Avoiding an argumentative attitude is rather self-explanatory yet very difficult for many, myself included. It is very easy to constantly question the decisions made by your employer and to talk behind their back. We are called to avoid such behavior and to instead be well-pleasing. Donald Guthrie notes “the word used here for please (euarestos) is an exclusively Pauline word, apart from Hebrews 13:21, in the New Testament, but is elsewhere always used of what is pleasing to God.” This means that when applied to the workplace, we should be cognizant of the schizophrenic approach of saying we love God and want to please Him while at the same time not doing the same for our employers. If we say we love God and want to please Him but are at the same time doing everything we can to subvert the authority of our employers, then we have to ask ourselves if are we truly following the biblical command to love God and to love others.

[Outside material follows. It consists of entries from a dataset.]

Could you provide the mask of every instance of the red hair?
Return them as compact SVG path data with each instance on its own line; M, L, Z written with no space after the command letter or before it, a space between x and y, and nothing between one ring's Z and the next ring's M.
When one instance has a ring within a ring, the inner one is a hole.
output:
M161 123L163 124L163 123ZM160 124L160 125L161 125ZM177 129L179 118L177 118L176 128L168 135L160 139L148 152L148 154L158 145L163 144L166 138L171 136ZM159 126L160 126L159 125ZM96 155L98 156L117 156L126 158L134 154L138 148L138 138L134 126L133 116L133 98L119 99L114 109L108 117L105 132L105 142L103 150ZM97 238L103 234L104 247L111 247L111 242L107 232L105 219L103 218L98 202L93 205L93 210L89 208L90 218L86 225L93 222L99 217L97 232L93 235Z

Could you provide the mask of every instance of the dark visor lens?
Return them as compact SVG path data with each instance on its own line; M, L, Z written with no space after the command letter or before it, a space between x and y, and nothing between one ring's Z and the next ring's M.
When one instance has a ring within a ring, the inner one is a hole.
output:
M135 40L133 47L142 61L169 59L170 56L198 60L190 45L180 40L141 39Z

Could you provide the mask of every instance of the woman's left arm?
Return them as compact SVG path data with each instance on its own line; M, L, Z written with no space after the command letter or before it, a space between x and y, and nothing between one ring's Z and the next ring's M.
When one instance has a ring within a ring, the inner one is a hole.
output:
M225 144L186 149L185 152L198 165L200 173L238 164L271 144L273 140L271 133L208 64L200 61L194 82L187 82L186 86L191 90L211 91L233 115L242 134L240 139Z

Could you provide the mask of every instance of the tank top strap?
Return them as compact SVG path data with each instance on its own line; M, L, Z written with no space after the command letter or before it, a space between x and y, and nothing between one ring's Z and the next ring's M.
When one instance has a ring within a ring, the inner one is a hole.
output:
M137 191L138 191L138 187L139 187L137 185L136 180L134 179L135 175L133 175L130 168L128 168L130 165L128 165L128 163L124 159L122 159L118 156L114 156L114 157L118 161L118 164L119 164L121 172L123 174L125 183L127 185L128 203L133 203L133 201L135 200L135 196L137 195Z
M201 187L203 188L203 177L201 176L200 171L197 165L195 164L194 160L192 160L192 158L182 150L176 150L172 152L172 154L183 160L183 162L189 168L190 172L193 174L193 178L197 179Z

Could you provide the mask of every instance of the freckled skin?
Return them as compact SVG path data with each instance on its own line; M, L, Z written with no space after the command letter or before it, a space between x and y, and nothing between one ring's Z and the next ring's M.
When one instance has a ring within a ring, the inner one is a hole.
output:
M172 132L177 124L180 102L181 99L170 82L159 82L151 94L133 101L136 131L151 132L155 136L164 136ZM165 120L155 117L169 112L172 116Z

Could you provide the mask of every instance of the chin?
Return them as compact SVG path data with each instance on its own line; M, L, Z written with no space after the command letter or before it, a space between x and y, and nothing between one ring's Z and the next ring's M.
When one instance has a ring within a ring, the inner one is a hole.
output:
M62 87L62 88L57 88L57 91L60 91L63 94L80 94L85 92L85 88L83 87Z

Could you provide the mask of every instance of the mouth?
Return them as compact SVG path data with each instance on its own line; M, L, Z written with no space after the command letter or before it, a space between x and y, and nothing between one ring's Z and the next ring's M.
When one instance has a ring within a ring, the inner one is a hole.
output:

We are also informed by Paul that we are to not pilfer. At first glance this may seem to strictly refer to stealing from your employer. Many will claim they do not steal money, take things from the office, however, think about how many of us steal from our employer by leaving work five minutes early while claiming a full work day on our timesheet? If we look at the term used by Paul in Titus 2:10, I think we can find a bit more is noted in the term pilfer than the taking of something physical from our employer. Paul uses the Greek verb nosphizō which has the meaning of “separate or divide”. Paul tell us we are to not be argumentative with our employer. What is the true purpose of being argumentative, back biting, or gossiping? It is intended to cause division. Thus, when Paul says we are to not pilfer, he has more in mind than leaving work early or taking something physical from our employer. The water cooler gossip about the boss also qualifies as pilfering.
Paul concludes his discussion on employee/employer relationships by noting the underlying reason why employees should be submissive, well-pleasing, not argumentative, and not pilfering. In doing or avoiding such things, ultimately we are showing all good faith because we are living out the gospel or as Paul so wonderfully puts it, we are adorning ourselves with theology. Given we spend most of our waking hours each week in the workplace, it is highly important we refrain from neglecting this important mission field.
Think about the multitude of people we come in contact with every day at our respective jobs. How we treat our fellow employees and furthermore, how we interact with our employers can go a long way in sharing the Word of God with those around us in the office. A kind word, working hard on a project without grumbling and complaining, treating supervisors with respect even when you may disagree with their methodology – these are actions that reveal the gospel to others. In Matthew 5:16, Jesus commands us to “let your light shine before others, that they may see your good deeds and glorify your Father in heaven.” Part of letting your light shine is how you behave in the workplace.
Mark Dever helpfully concludes our discussion:
“Most first-century slaves would have had non-Christian masters, just as most of us today have non-Christian employers. Have you ever thought about God caring for your employers? Have you ever considered God’s desire for his gospel to be attractive to them? And have you ever thought about God wanting to use you to reach them? The way you work may be one of the most powerful witnesses God uses to reach them.”
 Donald Guthrie, The Pastoral Epistles: An Introduction and Commentary (Grand Rapids: Wm B Eerdmands Publishing Company, 1990), 208.
 Mark Dever, The Message of the New Testament (Wheaton: Crossway Books, 2005), 389.